By May 2, protesters had set fire to the ROTC office at Kent State University in Kent, Ohio. At the behest of university and local officials, Ohio Governor Jim Rhodes ordered the National Guard onto campus, declaring on television, “I think that we're up against the strongest well-trained, militant, revolutionary group that has ever assembled in America.”
On May 4, with tear gas failing to quash large daily demonstrations, the National Guard opened fire on a crowd of protesters with live ammunition, killing four students: Jeffrey Glenn Miller, Allison B. Krause, William Knox Schroeder and Sandra Lee Scheurer. Nine more were injured, with one paralyzed permanently.
The National Guard retreated from campus. But the shootings quickly sent a shockwave through the country.
Following Kent State’s lead, repression expanded nationwide in the following days. Police wounded a dozen protesters at the State University of New York at Buffalo with shotgun fire. National Guard troops attached bayonets to their rifles before charging demonstrators in both Albuquerque, New Mexico and Carbondale, Illinois. In Madison, Wisconsin, guardsmen indiscriminately fired tear gas into student housing blocks.

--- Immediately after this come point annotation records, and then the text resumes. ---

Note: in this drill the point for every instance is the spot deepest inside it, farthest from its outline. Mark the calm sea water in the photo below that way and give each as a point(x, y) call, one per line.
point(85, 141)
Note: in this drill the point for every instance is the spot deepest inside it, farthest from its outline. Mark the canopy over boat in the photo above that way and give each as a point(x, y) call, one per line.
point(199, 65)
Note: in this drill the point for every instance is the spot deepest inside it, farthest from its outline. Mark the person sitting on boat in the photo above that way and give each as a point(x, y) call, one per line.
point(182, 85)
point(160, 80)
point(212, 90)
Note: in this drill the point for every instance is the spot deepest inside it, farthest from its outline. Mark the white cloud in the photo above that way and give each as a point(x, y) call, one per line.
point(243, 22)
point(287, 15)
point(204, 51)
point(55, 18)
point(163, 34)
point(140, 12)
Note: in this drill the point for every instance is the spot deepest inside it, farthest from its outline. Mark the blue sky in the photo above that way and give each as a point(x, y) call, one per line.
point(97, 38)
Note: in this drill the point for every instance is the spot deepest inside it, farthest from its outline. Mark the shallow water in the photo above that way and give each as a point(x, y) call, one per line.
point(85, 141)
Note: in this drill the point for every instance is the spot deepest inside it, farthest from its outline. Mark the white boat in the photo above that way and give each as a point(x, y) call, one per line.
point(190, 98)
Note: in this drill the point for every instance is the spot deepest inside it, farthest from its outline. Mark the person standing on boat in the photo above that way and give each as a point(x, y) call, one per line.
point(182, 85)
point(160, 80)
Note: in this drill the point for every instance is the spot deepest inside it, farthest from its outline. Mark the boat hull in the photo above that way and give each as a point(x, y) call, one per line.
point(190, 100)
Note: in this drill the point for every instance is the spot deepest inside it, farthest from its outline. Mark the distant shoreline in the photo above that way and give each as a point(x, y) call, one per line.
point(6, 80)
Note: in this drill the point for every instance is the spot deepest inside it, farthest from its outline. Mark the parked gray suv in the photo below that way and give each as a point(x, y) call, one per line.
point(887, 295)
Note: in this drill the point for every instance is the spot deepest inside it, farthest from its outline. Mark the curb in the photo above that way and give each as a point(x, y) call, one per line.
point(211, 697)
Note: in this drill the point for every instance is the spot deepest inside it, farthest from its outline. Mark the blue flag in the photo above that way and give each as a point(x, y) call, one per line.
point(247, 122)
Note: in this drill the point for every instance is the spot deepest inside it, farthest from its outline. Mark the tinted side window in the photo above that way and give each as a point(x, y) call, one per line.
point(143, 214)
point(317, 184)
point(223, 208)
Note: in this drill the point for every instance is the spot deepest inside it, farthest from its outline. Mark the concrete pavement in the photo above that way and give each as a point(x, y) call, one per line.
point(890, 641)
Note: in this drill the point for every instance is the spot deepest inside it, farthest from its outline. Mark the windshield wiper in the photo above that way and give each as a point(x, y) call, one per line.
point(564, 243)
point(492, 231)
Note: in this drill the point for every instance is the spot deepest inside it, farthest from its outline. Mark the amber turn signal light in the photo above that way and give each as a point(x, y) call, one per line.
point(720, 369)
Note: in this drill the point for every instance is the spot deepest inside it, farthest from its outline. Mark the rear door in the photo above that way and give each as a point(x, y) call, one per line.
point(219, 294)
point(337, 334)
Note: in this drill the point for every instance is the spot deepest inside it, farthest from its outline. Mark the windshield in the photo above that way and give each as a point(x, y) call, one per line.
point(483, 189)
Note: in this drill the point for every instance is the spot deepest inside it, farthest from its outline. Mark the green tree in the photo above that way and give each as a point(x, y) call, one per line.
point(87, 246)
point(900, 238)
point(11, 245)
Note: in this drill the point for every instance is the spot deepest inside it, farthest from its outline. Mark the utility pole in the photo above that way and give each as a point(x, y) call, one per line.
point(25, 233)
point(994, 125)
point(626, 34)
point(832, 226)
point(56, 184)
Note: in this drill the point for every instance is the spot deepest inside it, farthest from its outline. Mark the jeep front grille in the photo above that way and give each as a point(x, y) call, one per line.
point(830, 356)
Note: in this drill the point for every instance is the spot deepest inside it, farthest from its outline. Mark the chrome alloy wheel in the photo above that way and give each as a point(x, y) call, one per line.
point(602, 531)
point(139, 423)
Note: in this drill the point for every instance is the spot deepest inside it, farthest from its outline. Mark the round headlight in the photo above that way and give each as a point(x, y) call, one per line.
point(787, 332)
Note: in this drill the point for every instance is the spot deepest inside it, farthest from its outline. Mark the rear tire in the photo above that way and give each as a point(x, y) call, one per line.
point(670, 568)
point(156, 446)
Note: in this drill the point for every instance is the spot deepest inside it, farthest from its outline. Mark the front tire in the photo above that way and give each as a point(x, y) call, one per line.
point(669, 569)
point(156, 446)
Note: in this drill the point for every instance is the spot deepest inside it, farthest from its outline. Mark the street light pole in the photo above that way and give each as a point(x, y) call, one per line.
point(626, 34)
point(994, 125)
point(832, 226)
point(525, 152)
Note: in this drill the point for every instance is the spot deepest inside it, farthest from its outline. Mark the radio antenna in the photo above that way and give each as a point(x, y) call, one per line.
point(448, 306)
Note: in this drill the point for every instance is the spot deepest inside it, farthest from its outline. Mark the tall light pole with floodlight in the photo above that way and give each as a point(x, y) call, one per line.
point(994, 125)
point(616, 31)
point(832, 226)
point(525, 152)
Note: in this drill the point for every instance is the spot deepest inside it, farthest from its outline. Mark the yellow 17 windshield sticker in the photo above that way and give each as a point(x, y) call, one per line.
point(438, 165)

“It was a full-scale uprising against the war,” says Fight Back! editor Mick Kelly, whose participation in the May 1970 movement as a youth started him on the revolutionary path. He explains it wasn’t only students walking out: thousands of faculty effectively went on strike. Many universities closed for the remainder of the year. On May 8, 100,000 protesters descended on Washington, D.C., at one point forcing Nixon to flee to Camp David, with the 82nd Airborne Division reportedly prepared to deploy in the city. In the streets of New York, huge groups of anti-war demonstrators brawled with mobs of bootlicking pro-war strikebreakers.
“There’s a misunderstanding about the character of the core of the anti-war movement. People weren’t pacifists or ‘Let’s get out of Vietnam’ types,” explains Kelly. “You weren’t chanting, ‘Peace now’, you were chanting ‘Ho, Ho, Ho Chi Minh, NLF is sure to win.’” The NLF was the National Liberation Front - the so-called ‘Viet Cong.’
“It was a near revolutionary period,” he says. “You had a powerful Black liberation movement in the streets, everywhere. There’d be people selling the Black Panther Party newspaper. The movement clearly understood that to eliminate war, American imperialism had to be eliminated. It was real solidarity with Vietnam.”
on the night of May 14, another massacre took place, this time at Jackson State University, a historically Black institution in Jackson, Mississippi. Student protesters blocking roads in the city were attacked by dozens of state troopers, who then advanced upon a dormitory. The officers opened fire for nearly a full minute. Phillip Lafayette Gibbs, age 21 and James Earl Green, 17, were killed; 12 others were wounded.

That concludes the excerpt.